Essais québécois - Les bonnes intentions suffisent-elles ?

Le sociologue Pierre Beaudet, collaborateur au journal de gauche Alternatives, mensuellement encarté dans Le Devoir, a participé très activement à l'aventure de l'extrême gauche québécoise. Dans On a raison de se révolter. Chronique des années 70, il porte un témoignage sans faux-fuyants sur cette expérience à la fois exaltante et douloureuse.

En 1976, ses «camarades» l'accusent de «révisionnisme», lui font un procès et exigent une «autocritique» de sa part. Sa faute? Avoir «suggéré que le marxisme n'est pas une science exacte». Beaudet, en effet, dans ce monde où n'ont de cesse les «débats ésotériques» sur la «ligne juste», se réclame d'une «vision maoïste-gramscienne», férocement combattue par les purs de l'organisation En lutte et de la Ligue communiste marxiste-léniniste du Canada, qui deviendra le Parti communiste ouvrier en 1977.

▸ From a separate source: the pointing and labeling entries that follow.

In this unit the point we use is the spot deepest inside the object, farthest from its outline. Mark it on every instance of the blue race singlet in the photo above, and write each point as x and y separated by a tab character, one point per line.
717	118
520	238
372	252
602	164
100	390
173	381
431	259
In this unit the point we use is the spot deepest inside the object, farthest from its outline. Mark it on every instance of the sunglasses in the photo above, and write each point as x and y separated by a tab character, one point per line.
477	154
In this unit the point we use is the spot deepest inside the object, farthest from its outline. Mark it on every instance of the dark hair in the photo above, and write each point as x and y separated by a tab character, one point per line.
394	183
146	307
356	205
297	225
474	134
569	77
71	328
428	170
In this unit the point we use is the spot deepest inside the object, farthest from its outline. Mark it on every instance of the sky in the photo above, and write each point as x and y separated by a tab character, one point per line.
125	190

Le trouble qui l'habite alors, et qu'il évoque avec sensibilité dans le prologue de cet ouvrage, est révélateur du «délire» — le terme est de Beaudet lui-même — qui a caractérisé l'extrême gauche québécoise. Le jeune militant de 26 ans n'a pas eu besoin d'adhérer au Parti libéral du Québec pour être réduit au rang de «traître». Le seul fait de se poser des questions sur la «ligne juste» a suffi à le transformer, aux yeux des purs, en ennemi de la classe ouvrière. Dans une formule saisissante qui lui a peut-être échappé, Beaudet dit de ceux qui quittent alors les rangs de l'extrême gauche qu'«ils retournent à la vie». Étaient-ils donc morts?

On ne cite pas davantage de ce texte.